COMMENTARY | Dear Philadelphia Phillies,
I want to thank you for the last two nights against the Cincinnati Reds, even though you frustrated the heck out of me. I want to thank you for wasting wonderful pitching performances by Cliff Lee and Kyle Kendrick. I want to thank you for making Bronson Arroyo and Homer Bailey both look like the reincarnation of Cy Young. I want to thank you for making Ben Revere's incredible catch and Chase Utley's dramatic pinch-hit home run be futile.
You see, I'm a dad, like Bill Richard is a dad. He was running in the Boston Marathon on Monday when his 8-year-old son Martin was killed by a bomb blast. Martin was waiting for his dad at the finish line with his mom and sister when two bombs went off. Both his mom and sister were badly wounded.
I'm a dad like William Campbell Jr. is a dad. His daughter, 29-year-old Krystle Campbell, was waiting at the finish line with a friend, hoping to see Krystle's boyfriend come across. William Campbell heard Krystle was injured and their daughter's friend was killed in the bombing. When he got to the hospital and was permitted to enter Krystle's room, he discovered her friend instead. In the chaos, authorities had confused their identities.
I'm a dad like an unidentified grieving man somewhere in China is a dad. He is the proud father of a Boston University graduate student who was watching at the finish line with two fellow students when the bombs went off. The BU student from China was killed. The second student is recovering from surgery and the third escaped injury.
I'm a dad like the dads of many of the 145 other people savaged by this heinous act. Many of them were critically injured. Many of them lost limbs. Perhaps all of them, perhaps everyone who was in the vicinity of the Boston Marathon finish line at the moment of the bombings, face an uncertain emotional recovery.
I'm a dad and when I first heard about this, all I wanted to do was hug my 15-year-old son, who resists such displays of affection anymore. We take so much for granted in this life, such as being safe for the next five minutes, the next week or the next year. We dads can certainly feel the pain of another parent who has lost a child, even though such grief is really unimaginable.

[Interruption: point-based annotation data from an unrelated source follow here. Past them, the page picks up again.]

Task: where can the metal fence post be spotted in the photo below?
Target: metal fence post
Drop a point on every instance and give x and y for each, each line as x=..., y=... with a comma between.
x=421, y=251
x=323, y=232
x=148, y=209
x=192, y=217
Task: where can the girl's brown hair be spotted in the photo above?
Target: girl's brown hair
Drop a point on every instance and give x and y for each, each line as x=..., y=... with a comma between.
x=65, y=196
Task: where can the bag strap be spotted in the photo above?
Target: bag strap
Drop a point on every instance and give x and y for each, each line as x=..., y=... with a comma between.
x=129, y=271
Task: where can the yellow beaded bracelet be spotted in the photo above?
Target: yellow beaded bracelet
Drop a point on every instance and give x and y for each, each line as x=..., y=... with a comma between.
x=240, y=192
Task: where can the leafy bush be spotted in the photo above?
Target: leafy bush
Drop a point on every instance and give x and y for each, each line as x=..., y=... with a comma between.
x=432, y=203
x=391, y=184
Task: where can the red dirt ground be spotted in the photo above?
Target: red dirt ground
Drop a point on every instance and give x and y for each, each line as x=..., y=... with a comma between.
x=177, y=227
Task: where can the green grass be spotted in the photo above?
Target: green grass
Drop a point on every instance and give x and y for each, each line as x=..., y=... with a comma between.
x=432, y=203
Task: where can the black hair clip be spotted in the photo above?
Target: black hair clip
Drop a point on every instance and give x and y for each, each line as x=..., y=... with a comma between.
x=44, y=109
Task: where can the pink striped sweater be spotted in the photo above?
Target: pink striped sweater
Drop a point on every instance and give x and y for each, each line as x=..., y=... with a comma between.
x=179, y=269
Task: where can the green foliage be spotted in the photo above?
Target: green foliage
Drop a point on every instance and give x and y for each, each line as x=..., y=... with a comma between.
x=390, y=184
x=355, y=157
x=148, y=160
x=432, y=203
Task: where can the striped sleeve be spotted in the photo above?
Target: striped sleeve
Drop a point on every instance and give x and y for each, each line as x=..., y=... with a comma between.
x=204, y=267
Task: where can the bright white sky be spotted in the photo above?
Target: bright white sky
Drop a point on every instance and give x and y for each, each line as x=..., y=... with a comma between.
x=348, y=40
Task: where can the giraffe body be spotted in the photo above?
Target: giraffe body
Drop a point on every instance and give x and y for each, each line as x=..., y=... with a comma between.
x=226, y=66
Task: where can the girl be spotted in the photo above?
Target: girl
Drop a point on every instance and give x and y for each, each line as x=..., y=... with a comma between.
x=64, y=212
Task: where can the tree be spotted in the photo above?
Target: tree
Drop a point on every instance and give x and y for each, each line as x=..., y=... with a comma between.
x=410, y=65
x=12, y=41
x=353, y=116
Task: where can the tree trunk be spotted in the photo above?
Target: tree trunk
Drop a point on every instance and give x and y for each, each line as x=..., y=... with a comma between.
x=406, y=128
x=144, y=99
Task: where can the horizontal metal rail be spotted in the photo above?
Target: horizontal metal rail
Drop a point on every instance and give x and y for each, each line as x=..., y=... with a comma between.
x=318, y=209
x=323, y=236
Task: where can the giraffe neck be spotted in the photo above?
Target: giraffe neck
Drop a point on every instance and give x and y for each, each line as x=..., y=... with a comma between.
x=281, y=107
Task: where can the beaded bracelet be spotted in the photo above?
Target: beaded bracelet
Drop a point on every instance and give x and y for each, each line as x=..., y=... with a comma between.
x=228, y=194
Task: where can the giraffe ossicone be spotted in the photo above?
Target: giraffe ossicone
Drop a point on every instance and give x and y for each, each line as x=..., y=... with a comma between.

I felt these emotions on Monday until I watched Cliff Lee take the mound in Cincinnati. I cursed the feeble Phillies offense throughout the night. Then in the bottom of the 8th, I wanted to create a Jeremy Horst voodoo doll and stick pins in it after watching the Reds go ahead for good. I felt these emotions again on Tuesday until I cursed the feeble Phillies offense and wondered throughout the evening why the heck they were playing this game in such crappy weather in the first place.
I thank you Phillies because you managed to take me away from feeling our national pain, even for just a little while. You allowed me to escape into the games that we love, even when we hate how they're turning out. Maybe there are times when it doesn't matter if you're winning or losing, as long as you're playing the game.
For me, it helped. And I wanted to tell you I appreciated it.
Ted Williams lives in Emmaus, PA and is a lifetime Phillies follower. He spent 20 years in print journalism, winning state and national awards. He covered the 1980 World Series, the first championship in Phillies history.